The Long Way Home
There’s a road that can be forgotten in the rush of the daily minutia that makes up the ticking seconds of a life. There are things that have to be done to feed the big machine. There are things that have to be done to make sure the gears keep turning. The machine is important. Bills don’t get paid and bellies don’t get filled if the machine isn’t given its due. Sometimes it’s hard to remember that the machine is just a tool meant to accomplish a very basic task. Too much attention paid to the metal giant and the machine starts to take on a life of its own. Worship overlong at the altar and the machine becomes a god and a petty and jealous one at that. In the end it will require you to sacrifice everything in the name of its cause. Like some old myth come to life it will fill the sky and the land around until everything is the machine and the machine is everything.

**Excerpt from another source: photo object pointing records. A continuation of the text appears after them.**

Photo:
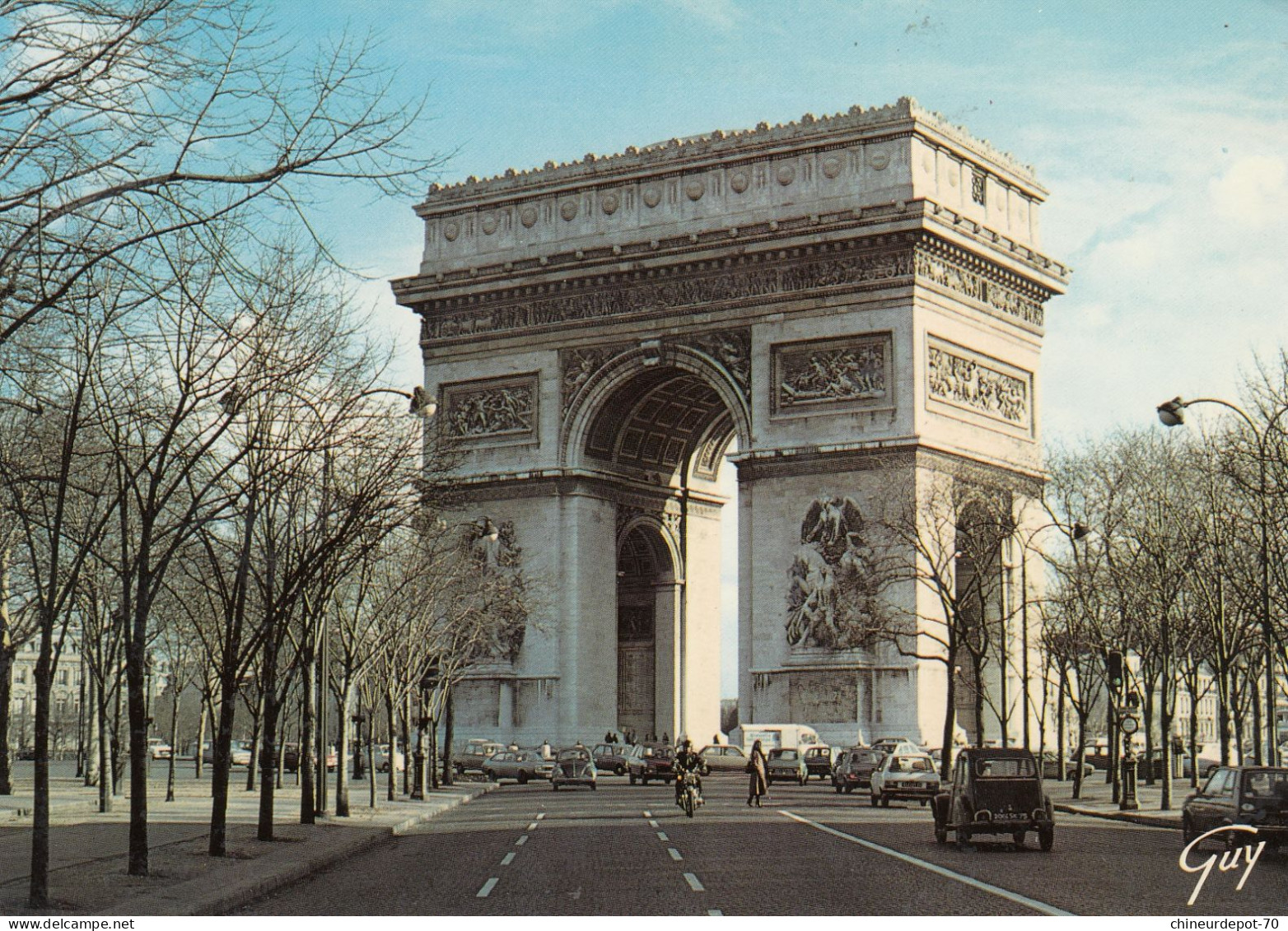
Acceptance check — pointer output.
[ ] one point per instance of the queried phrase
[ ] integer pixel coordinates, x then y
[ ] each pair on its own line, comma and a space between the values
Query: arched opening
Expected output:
646, 606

Inertia is an interesting concept. Newton’s law of inertia states, in a nutshell, that it is the natural tendency of objects to resist changes in their state of motion until some other force acts upon them. The machine loves inertia. Inertia keeps the machine fed and oiled. The doctrines of the Church of the Machine forbid its disciples to enact an opposing force to that inertia. The machine desires to keep all purposes at one with its need to survive and dominate.
Feed the machine. It is a necessary evil. But you must decide when and what it will eat. Embrace change. Bend it to your time and your purpose. The machine is powerful. It will fight you but never forget that it is only a means to an end and not the end itself. There are many ways to get to where we’re all going but in the end all roads lead to Rome. So if you’d like to, take the long way home.
The Road Not Taken
Two roads diverged in a yellow wood,
And sorry I could not travel both
And be one traveler, long I stood
And looked down one as far as I could
To where it bent in the undergrowth;
Then took the other, as just as fair,
And having perhaps the better claim,
Because it was grassy and wanted wear;
Though as for that the passing there
Had worn them really about the same,
And both that morning equally lay
In leaves no step had trodden black.
Oh, I kept the first for another day!
Yet knowing how way leads on to way,
I doubted if I should ever come back.
I shall be telling this with a sigh
Somewhere ages and ages hence:
Two roads diverged in a wood, and I–
I took the one less traveled by,
And that has made all the difference.